Big Data in Healthcare: Machine learning for information extraction, data analysis and predictions

Introduction

Machine learning for information extraction, data analysis and predictions

In healthcare, patient data contains recorded signals for instance, electrocardiogram (ECG), images, and videos. Healthcare providers have barely managed to convert such healthcare data into EHRs. Efforts are underway to digitize patient-histories from pre-EHR era notes and supplement the standardization process by turning static images into machine-readable text. For example, optical character recognition (OCR) software is one such approach that can recognize handwriting as well as computer fonts and push digitization. Such unstructured and structured healthcare datasets have untapped wealth of information that can be harnessed using advanced AI programs to draw critical actionable insights in the context of patient care. In fact, AI has emerged as the method of choice for big data applications in medicine. This smart system has quickly found its niche in decision making process for the diagnosis of diseases. Healthcare professionals analyze such data for targeted abnormalities using appropriate ML approaches. ML can filter out structured information from such raw data.

Extracting information from EHR datasets

Emerging ML or AI based strategies are helping to refine healthcare industry's information processing capabilities. For example, natural language processing (NLP) is a rapidly developing area of machine learning that can identify key syntactic structures in free text, help in speech recognition and extract the meaning behind a narrative. NLP tools can help generate new documents, like a clinical visit summary, or to dictate clinical notes. The unique content and complexity of clinical documentation can be challenging for many NLP developers. Nonetheless, we should be able to extract relevant information from healthcare data using such approaches as NLP.

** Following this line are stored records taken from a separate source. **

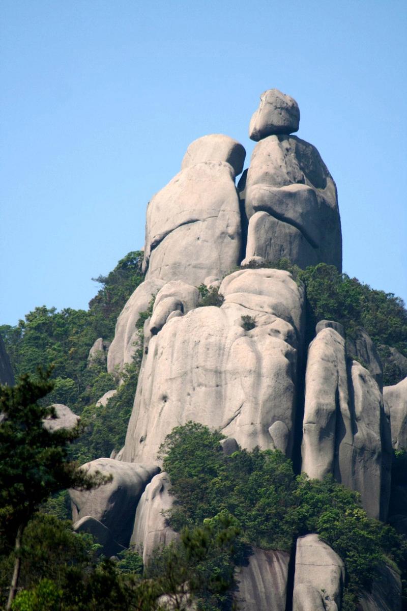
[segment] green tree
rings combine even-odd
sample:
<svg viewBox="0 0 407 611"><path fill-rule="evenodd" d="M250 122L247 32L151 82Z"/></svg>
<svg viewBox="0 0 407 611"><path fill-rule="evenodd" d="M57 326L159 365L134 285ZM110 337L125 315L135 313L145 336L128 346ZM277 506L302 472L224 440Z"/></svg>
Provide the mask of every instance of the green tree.
<svg viewBox="0 0 407 611"><path fill-rule="evenodd" d="M90 489L107 481L99 474L85 475L69 460L68 444L80 434L79 425L54 432L43 426L44 419L56 414L38 401L52 388L49 374L41 371L38 379L23 375L15 386L0 387L0 534L13 539L15 554L7 609L17 589L23 535L35 512L54 492Z"/></svg>

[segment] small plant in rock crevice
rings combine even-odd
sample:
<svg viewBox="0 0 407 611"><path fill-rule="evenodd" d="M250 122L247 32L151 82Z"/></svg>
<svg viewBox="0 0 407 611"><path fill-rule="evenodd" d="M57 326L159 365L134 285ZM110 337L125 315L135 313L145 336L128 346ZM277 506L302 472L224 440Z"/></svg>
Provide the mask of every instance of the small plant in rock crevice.
<svg viewBox="0 0 407 611"><path fill-rule="evenodd" d="M245 331L251 331L256 326L256 321L253 316L242 316L241 327Z"/></svg>
<svg viewBox="0 0 407 611"><path fill-rule="evenodd" d="M204 307L207 306L220 307L225 301L225 298L219 293L219 290L216 287L210 287L208 288L204 284L201 284L198 287L198 290L201 296L201 301L198 307Z"/></svg>

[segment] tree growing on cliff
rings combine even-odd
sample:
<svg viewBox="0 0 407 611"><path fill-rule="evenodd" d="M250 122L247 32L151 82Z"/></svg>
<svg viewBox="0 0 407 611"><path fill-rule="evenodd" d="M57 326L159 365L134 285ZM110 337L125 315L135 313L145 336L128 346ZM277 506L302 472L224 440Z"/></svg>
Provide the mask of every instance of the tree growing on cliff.
<svg viewBox="0 0 407 611"><path fill-rule="evenodd" d="M29 521L54 492L68 488L90 489L107 480L100 474L90 477L69 459L68 447L81 428L51 432L45 419L56 417L52 407L38 400L52 389L49 372L28 375L15 386L0 386L0 536L13 541L15 562L9 600L15 597L21 568L23 535Z"/></svg>

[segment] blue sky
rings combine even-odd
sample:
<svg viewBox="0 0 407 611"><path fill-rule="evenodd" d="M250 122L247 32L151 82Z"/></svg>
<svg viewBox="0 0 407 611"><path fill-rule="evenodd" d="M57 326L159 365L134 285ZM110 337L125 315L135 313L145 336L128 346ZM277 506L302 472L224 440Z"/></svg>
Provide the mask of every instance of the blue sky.
<svg viewBox="0 0 407 611"><path fill-rule="evenodd" d="M0 324L86 308L188 144L254 143L260 93L337 186L344 269L407 300L407 3L3 0Z"/></svg>

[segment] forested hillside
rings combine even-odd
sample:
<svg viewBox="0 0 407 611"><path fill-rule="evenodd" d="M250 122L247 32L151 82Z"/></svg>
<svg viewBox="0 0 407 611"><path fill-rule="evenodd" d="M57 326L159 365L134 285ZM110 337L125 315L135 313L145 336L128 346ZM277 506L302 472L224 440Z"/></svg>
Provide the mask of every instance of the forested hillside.
<svg viewBox="0 0 407 611"><path fill-rule="evenodd" d="M87 310L67 308L57 312L55 308L41 306L15 326L0 326L16 377L35 374L38 366L53 368L54 387L47 400L68 405L82 415L87 429L82 441L76 442L75 452L82 462L109 456L124 442L142 355L136 352L133 362L121 373L122 383L118 393L107 405L98 406L96 403L104 393L117 388L119 375L118 372L107 373L106 351L98 353L91 364L88 356L96 339L103 338L108 346L113 338L118 315L143 280L142 259L142 252L129 252L107 276L95 279L101 288L91 299ZM407 358L407 310L401 299L372 289L325 263L304 270L285 259L267 265L287 269L297 282L304 283L308 341L313 337L315 324L323 319L342 324L350 339L356 337L362 327L378 347L384 384L395 384L407 375L407 370L398 367L389 353L392 348L402 359ZM217 291L209 293L205 287L201 290L203 306L220 305ZM140 332L148 316L148 312L140 314L137 323Z"/></svg>
<svg viewBox="0 0 407 611"><path fill-rule="evenodd" d="M104 348L90 360L88 355L99 338L108 347L119 313L143 279L142 261L142 253L129 253L107 276L96 279L101 288L87 311L57 312L43 306L16 326L0 327L16 377L35 375L38 365L53 368L54 389L42 403L63 403L81 415L82 435L70 450L79 463L109 456L124 443L142 351L137 350L132 362L116 373L107 372ZM248 268L256 266L251 263ZM362 328L380 346L384 384L401 379L403 371L388 358L391 349L407 357L407 312L401 299L325 263L304 270L286 260L262 263L262 268L267 266L287 269L297 283L303 283L308 343L323 319L343 324L350 342ZM222 305L217 290L199 288L200 305ZM140 337L151 308L140 313L136 323ZM250 331L254 323L245 318L242 326ZM96 405L107 391L116 389L107 402ZM103 560L100 546L90 535L74 535L65 519L69 517L67 493L54 495L26 529L21 585L27 589L13 609L131 610L139 609L137 600L145 601L143 609L153 609L160 593L179 593L188 576L200 609L228 609L236 587L234 568L247 563L251 546L290 552L297 537L309 533L319 533L344 562L342 611L356 609L364 588L378 579L383 559L398 565L397 571L405 571L404 540L389 526L368 518L357 493L332 478L317 483L296 475L291 461L279 452L237 448L225 456L222 437L190 423L167 438L161 453L175 499L167 519L170 527L182 535L178 543L154 556L144 577L137 553L123 551L109 563ZM402 459L400 454L395 463L399 480L403 477ZM3 547L0 564L3 600L13 561L8 544ZM156 584L153 590L151 578Z"/></svg>

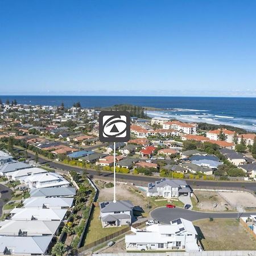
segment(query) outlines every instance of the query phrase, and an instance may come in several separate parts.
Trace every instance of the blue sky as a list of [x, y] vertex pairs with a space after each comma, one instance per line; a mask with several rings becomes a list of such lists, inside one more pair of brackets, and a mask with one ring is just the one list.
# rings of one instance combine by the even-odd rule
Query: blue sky
[[0, 1], [0, 94], [256, 96], [256, 1]]

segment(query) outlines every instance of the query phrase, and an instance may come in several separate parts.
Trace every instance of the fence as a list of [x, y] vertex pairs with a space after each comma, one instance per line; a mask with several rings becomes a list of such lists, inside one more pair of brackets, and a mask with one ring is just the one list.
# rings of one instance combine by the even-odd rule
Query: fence
[[[135, 224], [133, 225], [132, 226], [133, 228], [138, 228], [139, 226], [144, 225], [146, 221], [144, 221], [139, 223], [135, 223]], [[84, 246], [79, 248], [78, 251], [79, 253], [81, 253], [83, 251], [86, 251], [87, 250], [89, 250], [90, 248], [93, 248], [96, 246], [97, 245], [100, 245], [105, 242], [106, 242], [107, 241], [111, 240], [112, 239], [114, 238], [115, 237], [119, 237], [119, 236], [125, 234], [126, 232], [128, 232], [130, 230], [131, 228], [130, 226], [124, 228], [123, 229], [121, 229], [121, 230], [113, 233], [113, 234], [107, 236], [106, 237], [102, 237], [102, 238], [96, 240], [94, 242], [93, 242], [92, 243], [89, 243], [88, 245], [85, 245]]]
[[91, 217], [92, 210], [93, 210], [93, 208], [94, 207], [93, 202], [96, 202], [97, 201], [97, 197], [98, 197], [98, 190], [96, 186], [93, 183], [93, 182], [88, 177], [87, 177], [87, 179], [88, 180], [88, 181], [90, 183], [90, 184], [92, 185], [92, 187], [95, 190], [95, 195], [94, 195], [94, 196], [93, 197], [93, 202], [92, 202], [92, 204], [90, 205], [90, 210], [89, 211], [89, 213], [88, 213], [88, 217], [87, 218], [86, 221], [85, 222], [85, 224], [84, 225], [84, 229], [82, 230], [82, 234], [81, 234], [80, 238], [79, 240], [79, 242], [78, 243], [78, 245], [77, 245], [77, 249], [79, 249], [81, 247], [81, 244], [82, 243], [82, 241], [84, 240], [84, 237], [85, 232], [86, 232], [86, 231], [87, 230], [87, 229], [88, 228], [89, 221], [89, 220], [90, 220], [90, 218]]
[[249, 233], [255, 239], [256, 239], [256, 234], [251, 229], [249, 226], [247, 225], [246, 222], [243, 220], [243, 218], [240, 218], [240, 223], [245, 228], [246, 231]]
[[203, 251], [196, 252], [168, 251], [166, 253], [99, 253], [93, 256], [255, 256], [256, 251]]

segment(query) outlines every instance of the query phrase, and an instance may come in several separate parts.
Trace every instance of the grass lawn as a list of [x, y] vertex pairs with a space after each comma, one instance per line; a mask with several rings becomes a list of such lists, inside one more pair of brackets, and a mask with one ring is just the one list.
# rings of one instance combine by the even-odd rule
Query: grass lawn
[[121, 230], [127, 226], [114, 228], [102, 228], [101, 221], [98, 219], [100, 207], [95, 207], [90, 221], [90, 224], [85, 238], [85, 245], [88, 245], [98, 239]]
[[193, 222], [199, 227], [201, 243], [206, 250], [256, 250], [255, 239], [236, 218], [216, 218]]

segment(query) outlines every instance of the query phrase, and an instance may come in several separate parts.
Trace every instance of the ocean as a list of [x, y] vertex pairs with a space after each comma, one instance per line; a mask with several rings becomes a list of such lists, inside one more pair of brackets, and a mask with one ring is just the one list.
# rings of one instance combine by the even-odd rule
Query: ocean
[[71, 106], [80, 101], [82, 108], [132, 104], [162, 109], [147, 111], [151, 117], [175, 118], [184, 122], [224, 124], [256, 131], [256, 98], [143, 96], [2, 96], [5, 102]]

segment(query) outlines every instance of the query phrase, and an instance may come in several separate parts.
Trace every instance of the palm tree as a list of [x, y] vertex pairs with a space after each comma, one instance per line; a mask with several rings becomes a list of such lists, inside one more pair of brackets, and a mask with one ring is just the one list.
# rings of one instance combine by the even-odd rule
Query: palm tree
[[52, 249], [52, 255], [62, 256], [66, 251], [66, 248], [63, 243], [57, 242]]

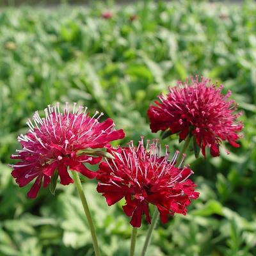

AI has also been used to provide predictive capabilities to healthcare big data. For example, ML algorithms can convert the diagnostic system of medical images into automated decision-making. Though it is apparent that healthcare professionals may not be replaced by machines in the near future, yet AI can definitely assist physicians to make better clinical decisions or even replace human judgment in certain functional areas of healthcare.

Image analytics

Some of the most widely used imaging techniques in healthcare include computed tomography (CT), magnetic resonance imaging (MRI), X-ray, molecular imaging, ultrasound, photo-acoustic imaging, functional MRI (fMRI), positron emission tomography (PET), electroencephalography (EEG), and mammograms. These techniques capture high definition medical images (patient data) of large sizes. Healthcare professionals like radiologists, doctors and others do an excellent job in analyzing medical data in the form of these files for targeted abnormalities. However, it is also important to acknowledge the lack of specialized professionals for many diseases. In order to compensate for this dearth of professionals, efficient systems like Picture Archiving and Communication System (PACS) have been developed for storing and convenient access to medical image and reports data. PACSs are popular for delivering images to local workstations, accomplished by protocols such as digital image communication in medicine (DICOM). However, data exchange with a PACS relies on using structured data to retrieve medical images. This by nature misses out on the unstructured information contained in some of the biomedical images. Moreover, it is possible to miss an additional information about a patient's health status that is present in these images or similar data. A professional focused on diagnosing an unrelated condition might not observe it, especially when the condition is still emerging. To help in such situations, image analytics is making an impact on healthcare by actively extracting disease biomarkers from biomedical images. This approach uses ML and pattern recognition techniques to draw insights from massive volumes of clinical image data to transform the diagnosis, treatment and monitoring of patients. It focuses on enhancing the diagnostic capability of medical imaging for clinical decision-making.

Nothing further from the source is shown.